IAM professionals and infosec leaders often use analyst planning guides as a blueprint for both investment and implementation. However, this has proved to be a challenge for machine identity architects because there was no resource for them to consult. Until now. This year’s Gartner 2021 Planning Guide for Identity and Access Management highlights some previously existing trends, but also introduces whole new categories of risk that require strategic planning.
In particular, I’d like to explore a whole new focus area that has surfaced:
“Keys, Secrets, Things, Agents, Containers Will Drive Broader IAM Scope”
Basically, this focus breaks down into two distinct and fundamentally different needs. You’ve got to “Treat non-human entities as first-class citizens.” But, in the process you also have to “Manage keys, secrets for machine identities.”
This new consideration is, in part, a recognition that the IAM security landscape has permanently shifted. Machine identities, in the form of TLS certificates, SSH keys, API keys, code signing certificates and JSON tokens and more now vastly outnumber the human identities on our networks. With mesh architectures and micro-segmentation, hundreds or thousands of dynamic machine identities now replace single, monolithic objects and their more static, long-term identities.

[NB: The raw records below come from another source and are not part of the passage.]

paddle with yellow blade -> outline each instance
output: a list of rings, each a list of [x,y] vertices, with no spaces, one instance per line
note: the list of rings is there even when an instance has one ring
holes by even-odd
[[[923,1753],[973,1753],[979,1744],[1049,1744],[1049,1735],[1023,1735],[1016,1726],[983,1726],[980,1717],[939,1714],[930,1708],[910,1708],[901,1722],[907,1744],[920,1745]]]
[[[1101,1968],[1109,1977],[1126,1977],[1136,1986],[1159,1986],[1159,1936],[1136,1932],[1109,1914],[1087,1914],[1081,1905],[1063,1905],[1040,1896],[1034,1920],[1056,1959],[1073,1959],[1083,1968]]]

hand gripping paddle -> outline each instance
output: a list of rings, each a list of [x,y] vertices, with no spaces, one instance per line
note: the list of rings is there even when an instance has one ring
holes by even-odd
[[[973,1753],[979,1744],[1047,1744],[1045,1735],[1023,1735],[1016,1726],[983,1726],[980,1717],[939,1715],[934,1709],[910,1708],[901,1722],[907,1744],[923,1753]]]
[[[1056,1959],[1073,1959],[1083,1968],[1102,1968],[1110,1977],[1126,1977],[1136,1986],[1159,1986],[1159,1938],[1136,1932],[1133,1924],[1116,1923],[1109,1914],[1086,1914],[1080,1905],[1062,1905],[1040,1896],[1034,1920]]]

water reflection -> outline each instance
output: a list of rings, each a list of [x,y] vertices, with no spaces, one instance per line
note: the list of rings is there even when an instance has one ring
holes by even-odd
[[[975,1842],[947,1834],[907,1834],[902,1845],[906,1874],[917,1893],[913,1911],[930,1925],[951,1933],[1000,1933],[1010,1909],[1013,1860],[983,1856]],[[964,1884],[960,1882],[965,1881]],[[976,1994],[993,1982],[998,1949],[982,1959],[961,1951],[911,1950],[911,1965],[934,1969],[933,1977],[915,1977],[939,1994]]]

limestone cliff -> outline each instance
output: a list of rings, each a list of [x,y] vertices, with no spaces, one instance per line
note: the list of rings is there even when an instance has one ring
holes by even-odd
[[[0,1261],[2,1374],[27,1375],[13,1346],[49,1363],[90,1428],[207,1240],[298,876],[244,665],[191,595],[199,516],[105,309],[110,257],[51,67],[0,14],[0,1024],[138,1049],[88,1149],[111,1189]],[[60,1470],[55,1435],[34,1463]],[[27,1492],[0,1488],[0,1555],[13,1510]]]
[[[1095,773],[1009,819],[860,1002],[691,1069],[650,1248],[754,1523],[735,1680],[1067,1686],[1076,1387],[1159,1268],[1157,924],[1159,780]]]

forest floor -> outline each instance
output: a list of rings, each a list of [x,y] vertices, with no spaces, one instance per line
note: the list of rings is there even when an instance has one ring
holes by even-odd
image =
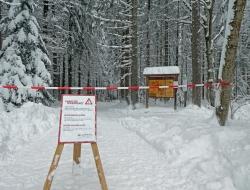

To break this new concept down into useful, implementable chunks, I’d like to give you my perspective on the high-level 7-step checklist that Gartner provides for practitioners to study and for managers to begin planning their budgets around.
CIO Study: Outages Escalating with Massive Growth in Machine Identities
1. Define types of machine identities
It’s almost a certainty that your organization is using SSL/TLS certificates to secure web sites and services. Probably many more than you think. On average, a new Venafi customer discovers over 57,000 keys and certificates they didn’t know they had, according to independent research company TechValidate.
But that’s only one type of identity. Do your system admins use SSH keys to provide access to back-end systems? How about your developers? Are API keys being used, or endpoint certificates for people and small devices? Are code-signing certificates leading to unseen, unaccounted for, and possible unsecured key sprawl?
2. Define high-level policies for machine identities
Once you know what kind of keys you’re using, you need to create a policy for them. In fact, the US National Institute for Standards and Technology (NIST) introduced a new special publication last year that went into a deep dive on what a TLS policy should contain: Which certificate authorities (CAs) are allowed to issue for your organization? How long should certs last? What are the secure configurations for each certificate, and how is it tracked to organizational structure, purpose and risk? Get a summary of NIST 1800-16, “Securing Web Transactions: TLS Server Certificate Management” here.
But that’s just for your SSL/TLS certificates. Does your policy for SSHH keys allow port forwarding? Does it establish a need for source control? And so on, the myriad types of machine identity your organization relies on.
3. Define target architectures for machine identities
If you’re like most organizations in a world experiencing rapid transformation, you’ve likely got a plethora of different computing environments. You’ve still got traditional infrastructure, but you’ve also got private cloud, public cloud, hybrid, containers and more.
This requirement asks for a precise inventory of the environments machine identities will be working in, along with an outlook for the emerging architectures of the future. Is the organization pursuing mesh architectures? If so, will there be requirements for many:many mTLS (mutual TLS) connections?
4. Evaluate existing technologies that manage machine identities, keys, secrets and certificates
For the last ten years the need for more and more certificates and keys has driven many companies to develop their own home-grown solutions for key and certificate management. These worked fine, given the scales of the early 2000s. But now machine identities are exploding in number, and doing so exponentially, year over year.
If it takes a person two hours to issues and install a certificate, these automated systems might be able to do it in 30 minutes. This sounds acceptable, and in many cases even reasonable … until the number of machine identities quadruples, and then quadruples again, in the same year.
5. Do a gap analysis
You know what you have, and you know what you need. Do the detailed gap analysis that lays out—objectively and even harshly—how your machine identity management capabilities differ from those defined by Gartner and other analysts.
6. Define new solutions and best practices
This is a call to get away from “set and forget” PKI. Organizations need to rethink and reimagine what solutions will look like in the very near future. Will you need to inject certificates into CI/CD pipelines automatically, using defined API calls? Will you need to audit against on-prem, cloud , and remote machine identity configurations?
Start with a resource like Venafi’s Machine Identity Management Blueprint to get you started on this cross-functional project.
7. Lay out, and spend time communicating, a roadmap
How are you going to get there? In all likelihood the distance between where you are today (as defined by your own analysis) and where you need to be (as defined by any number of the assets linked to this post). Then, how are you going to get there? Through what milestones? Through what gates and with what kind of collaboration between team?
The IAM landscape is changing. For practitioners and strategists alike, one of the largest, fastest and most tectonic of these changes is the arrival of the Machine Identity Management category – at scale and with high a need for surprisingly high assurance. It’s time to get started.